Grips, Grunts and Groans is a 1937 short subject directed by Preston Black starring American slapstick comedy team The Three Stooges (Moe Howard, Larry Fine and Curly Howard). It is the 20th entry in the series released by Columbia Pictures starring the comedians, who appeared in 190 shorts for the studio between 1934 and 1959.

==Plot==
Following their evasion of railroad authorities, the Stooges forge an acquaintance with Ivan Bustoff, a renowned wrestler embroiled in a high-stakes match orchestrated by his mob-affiliated trainers.

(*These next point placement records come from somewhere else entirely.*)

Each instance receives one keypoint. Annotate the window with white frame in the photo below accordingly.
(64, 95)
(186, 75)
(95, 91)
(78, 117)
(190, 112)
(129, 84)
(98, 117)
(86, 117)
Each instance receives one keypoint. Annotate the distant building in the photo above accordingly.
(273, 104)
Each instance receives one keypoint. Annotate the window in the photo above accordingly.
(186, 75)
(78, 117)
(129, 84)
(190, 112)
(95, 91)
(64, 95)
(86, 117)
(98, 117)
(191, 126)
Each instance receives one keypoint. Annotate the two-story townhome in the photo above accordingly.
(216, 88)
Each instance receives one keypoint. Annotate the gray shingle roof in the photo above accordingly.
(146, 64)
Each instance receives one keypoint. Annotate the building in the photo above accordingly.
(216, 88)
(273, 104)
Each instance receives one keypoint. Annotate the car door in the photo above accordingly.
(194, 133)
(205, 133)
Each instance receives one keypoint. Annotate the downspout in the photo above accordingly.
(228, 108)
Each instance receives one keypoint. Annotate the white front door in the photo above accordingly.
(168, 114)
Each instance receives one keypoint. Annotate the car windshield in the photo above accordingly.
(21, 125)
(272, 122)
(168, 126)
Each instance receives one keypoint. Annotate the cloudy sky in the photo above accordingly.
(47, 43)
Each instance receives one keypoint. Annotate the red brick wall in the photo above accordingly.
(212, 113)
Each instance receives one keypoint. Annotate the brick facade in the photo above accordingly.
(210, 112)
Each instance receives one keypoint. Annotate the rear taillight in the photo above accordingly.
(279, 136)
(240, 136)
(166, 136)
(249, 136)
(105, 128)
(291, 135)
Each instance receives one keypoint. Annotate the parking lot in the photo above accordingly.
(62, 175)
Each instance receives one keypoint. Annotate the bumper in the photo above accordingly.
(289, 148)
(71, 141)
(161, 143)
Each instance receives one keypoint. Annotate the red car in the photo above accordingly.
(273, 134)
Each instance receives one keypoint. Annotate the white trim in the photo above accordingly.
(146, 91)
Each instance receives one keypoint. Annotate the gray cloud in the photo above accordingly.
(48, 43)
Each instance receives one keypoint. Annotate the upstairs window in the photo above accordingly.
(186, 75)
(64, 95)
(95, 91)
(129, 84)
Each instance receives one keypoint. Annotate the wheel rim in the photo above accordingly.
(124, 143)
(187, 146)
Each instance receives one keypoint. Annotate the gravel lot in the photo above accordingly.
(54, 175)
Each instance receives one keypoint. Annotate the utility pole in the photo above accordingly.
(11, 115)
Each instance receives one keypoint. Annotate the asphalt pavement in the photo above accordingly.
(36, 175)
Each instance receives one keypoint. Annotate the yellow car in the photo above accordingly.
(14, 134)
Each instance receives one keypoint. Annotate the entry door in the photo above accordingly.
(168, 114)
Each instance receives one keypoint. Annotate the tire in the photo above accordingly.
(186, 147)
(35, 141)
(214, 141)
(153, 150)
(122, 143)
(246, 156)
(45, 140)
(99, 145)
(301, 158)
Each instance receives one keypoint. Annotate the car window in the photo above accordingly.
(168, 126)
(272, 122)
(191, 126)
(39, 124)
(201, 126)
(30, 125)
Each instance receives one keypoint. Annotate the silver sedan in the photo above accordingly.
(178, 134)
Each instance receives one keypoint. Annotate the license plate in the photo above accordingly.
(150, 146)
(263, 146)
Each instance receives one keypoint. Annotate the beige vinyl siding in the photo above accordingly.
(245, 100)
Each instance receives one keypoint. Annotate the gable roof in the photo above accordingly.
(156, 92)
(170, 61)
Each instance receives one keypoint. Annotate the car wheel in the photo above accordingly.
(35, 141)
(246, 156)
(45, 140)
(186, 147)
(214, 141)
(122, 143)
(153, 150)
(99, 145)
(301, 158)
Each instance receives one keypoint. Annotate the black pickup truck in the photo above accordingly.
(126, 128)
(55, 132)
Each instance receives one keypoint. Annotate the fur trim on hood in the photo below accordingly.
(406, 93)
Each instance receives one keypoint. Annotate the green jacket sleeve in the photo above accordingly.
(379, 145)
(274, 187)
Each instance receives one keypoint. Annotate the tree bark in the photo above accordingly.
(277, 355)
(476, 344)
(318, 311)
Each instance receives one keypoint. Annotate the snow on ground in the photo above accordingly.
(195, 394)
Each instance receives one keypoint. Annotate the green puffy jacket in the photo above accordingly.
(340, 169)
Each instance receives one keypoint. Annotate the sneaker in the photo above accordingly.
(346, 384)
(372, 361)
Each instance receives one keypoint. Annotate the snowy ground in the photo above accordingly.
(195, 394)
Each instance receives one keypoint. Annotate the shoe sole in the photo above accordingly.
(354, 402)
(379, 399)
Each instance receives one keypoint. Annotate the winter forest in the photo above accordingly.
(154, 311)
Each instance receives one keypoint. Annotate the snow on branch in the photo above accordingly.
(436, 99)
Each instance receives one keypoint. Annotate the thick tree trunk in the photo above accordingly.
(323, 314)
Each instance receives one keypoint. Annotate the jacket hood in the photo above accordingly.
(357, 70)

Despite the trainers' wager on Bustoff's victory, his predilection for revelry leads to an inebriated stupor, jeopardizing his performance. In a bid to salvage the situation, the mob coerces the Stooges into managing Bustoff and ensuring his sobriety for the impending bout.

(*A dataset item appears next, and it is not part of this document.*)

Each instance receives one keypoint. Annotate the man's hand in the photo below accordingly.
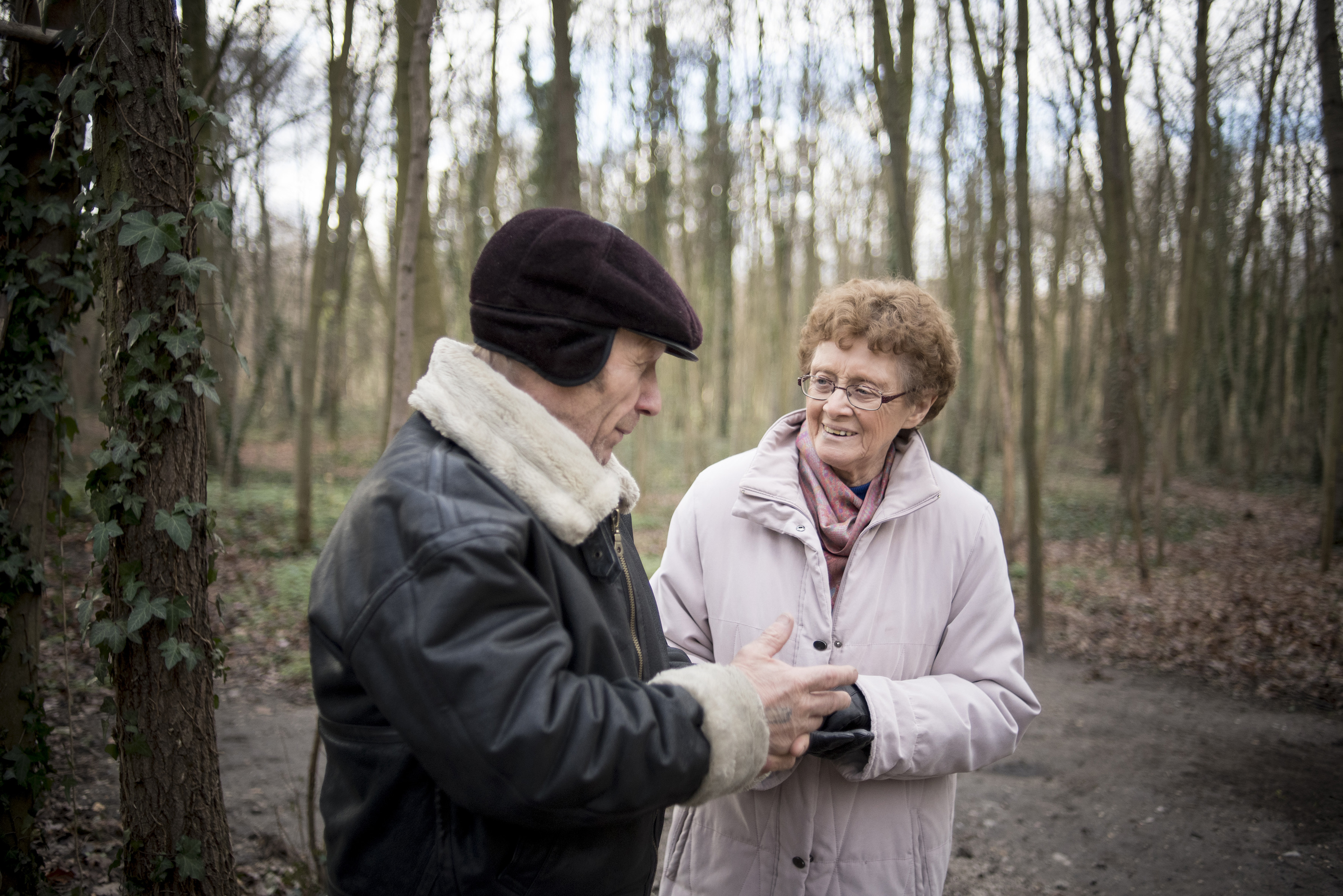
(797, 699)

However, a mishap in the locker room results in a series of dumbbells falling on Bustoff's head, rendering him unconscious. Fearing the mob's wrath, the panicked Stooges substitute Curly for Bustoff by cutting off the wrestler's beard and pasting it onto Curly. Leveraging Curly's susceptibility to Wild Hyacinth perfume-induced aggression, Moe and Larry devise a strategy to exploit this peculiarity to their advantage. Yet, Curly's performance in the ensuing wrestling match falls short of expectations. Amid mounting pressure from the mobsters, who threaten the Stooges with dire consequences if Curly fails to secure victory, Moe seizes an opportunity to acquire Wild Hyacinth perfume from a spectator. Moe applies the fragrance to Curly, whose violent response incapacitiates the challenger, the referee, and various ringside attendants, culminating in Curly's own knockout.

==Production notes==
The filming of Grips, Grunts and Groans took place from October 30 to November 5, 1936. Its title parodies the expression "gripes, grunts and groans."

An external stimulus that causes Curly to go berserk was also used as a plot element in Punch Drunks, Horses' Collars, and Tassels in the Air.

A production still shows that Solomon Horwitz — father to Moe, Curly and Shemp Howard — appeared as a spectator during the wrestling scenes.